九州北部発「線状降水帯」豪雨 数時間で公園が巨大な池に変貌
JR佐賀駅前は水没、家の中は泥だらけ……。積乱雲の塊の脅威をフォトルポ
「午前5時頃、あまりにすごい雨音で眼が覚めました。窓の外に眼をやると、まるで滝の裏側にいるみたいな感じで全然先が見えない。前夜に天気予報で大雨だと言っていたので少しは警戒していましたが、あんなに猛烈な雨だとは夢にも思いませんでした」
佐賀市在住のカメラマン、久我秀樹氏は8月28日早朝に九州北部を襲った大雨の様子をこう話す。しばらくして小雨になった気配を感じ、外を見ると、目の前の大きな公園が一面の巨大池に変貌していたという。佐賀・福岡両県を始めとする88万人に避難指示が出され、車ごと濁流に呑まれるなどして4名が死亡。河川流域だけでなく、佐賀県中心部にも集中豪雨が降り注ぎ、佐賀駅が浸水するなど交通にも甚大な影響が出た。

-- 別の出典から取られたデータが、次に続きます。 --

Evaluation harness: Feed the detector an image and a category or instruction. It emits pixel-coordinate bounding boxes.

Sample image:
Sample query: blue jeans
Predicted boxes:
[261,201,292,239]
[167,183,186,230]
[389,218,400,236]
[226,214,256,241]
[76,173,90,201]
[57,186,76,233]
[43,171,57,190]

今回の豪雨について、気象予報士の原田雅成氏がこう解説する。
「8月20日頃から西日本に秋雨前線が停滞していたのですが、そこに沖縄の南海上を進んで熱帯低気圧となった台風11号が一体化してしまった。本来、秋雨前線に流れ込む水蒸気はあまり多くないため、しとしとと長雨になるのが普通です。ところが今回は、熱帯低気圧の暖かく湿った空気が秋雨前線に流れ込み九州北部に一気に大雨を降らせた。昨年の西日本豪雨も同じように前線が停滞した結果でした」
発達した積乱雲の塊が線状に並ぶ「線状降水帯」が今回も発生。そして9月の台風シーズンがやってきた。十分な警戒が必要だ。